Project HealthDesign is a groundbreaking national program of the Robert Wood Johnson Foundation (RWJF) designed to spark innovation in personal health information technology. The program advances a vision of personal health records (PHRs) as springboards for action and improved health decision making—with the patient at the center of the design process.
Through the program’s 2006–2008 round of funding, nine grantee teams embarked on a user-centered design process to create information technology (IT) tools—from a cell phone-enabled medication management system that alerts children with cystic fibrosis when to take certain medicines to a personal digital assistant that tracks self-reported pain and activity data. Now in its second phase (2010–2012), Project HealthDesign’s current grantee teams are examining how personal health technology tools can collect and integrate observations of daily living—or ODLs—into personal health decision-making and clinical care.
A key learning from the first round and focus of the second round of grants is that collecting ODLs may be the most important feature of PHRs and their applications.

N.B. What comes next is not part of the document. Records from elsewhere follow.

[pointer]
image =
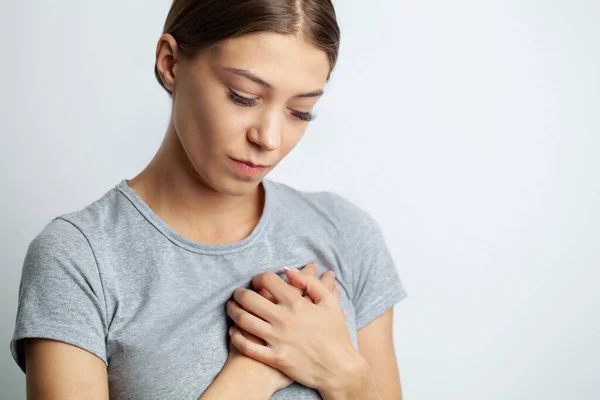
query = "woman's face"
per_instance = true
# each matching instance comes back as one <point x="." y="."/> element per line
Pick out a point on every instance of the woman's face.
<point x="249" y="99"/>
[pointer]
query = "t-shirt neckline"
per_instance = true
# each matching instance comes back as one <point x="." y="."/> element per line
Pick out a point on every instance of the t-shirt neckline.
<point x="188" y="244"/>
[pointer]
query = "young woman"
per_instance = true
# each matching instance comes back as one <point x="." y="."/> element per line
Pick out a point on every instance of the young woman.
<point x="133" y="296"/>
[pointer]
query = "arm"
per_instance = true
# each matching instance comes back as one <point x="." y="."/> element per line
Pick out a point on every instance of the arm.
<point x="376" y="344"/>
<point x="60" y="371"/>
<point x="57" y="370"/>
<point x="374" y="375"/>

ODLs are sensations, feelings, thoughts, attitudes and behaviors that provide cues to a person about their health state. Grantees are working with patients with two or more chronic diseases as well as a clinical partner to identify which ODLs patients see as valuable and how they can be collected and interpreted by patients and clinicians to result in better, timelier care.
Health information and privacy experts at Manatt, Phelps & Phillips, LLP, and the Center for Democracy & Technology are helping the teams integrate ODLs into clinical practice workflow while taking current privacy and security laws into consideration. The lessons learned from analyzing these issues will then be shared to inform policy discussions that may govern the exchange of ODLs and other information in PHRs.
Grantees consult with Sujansky & Associates and the Health 2.0 Accelerator to ensure their solutions are utilizing and integrating with emerging technologies and commercial personal health IT services. Grantee solutions are involving sensor technology, a variety of smart phone platforms and services such as TheCarrot.com, Google Health and Microsoft HealthVault, to name a few.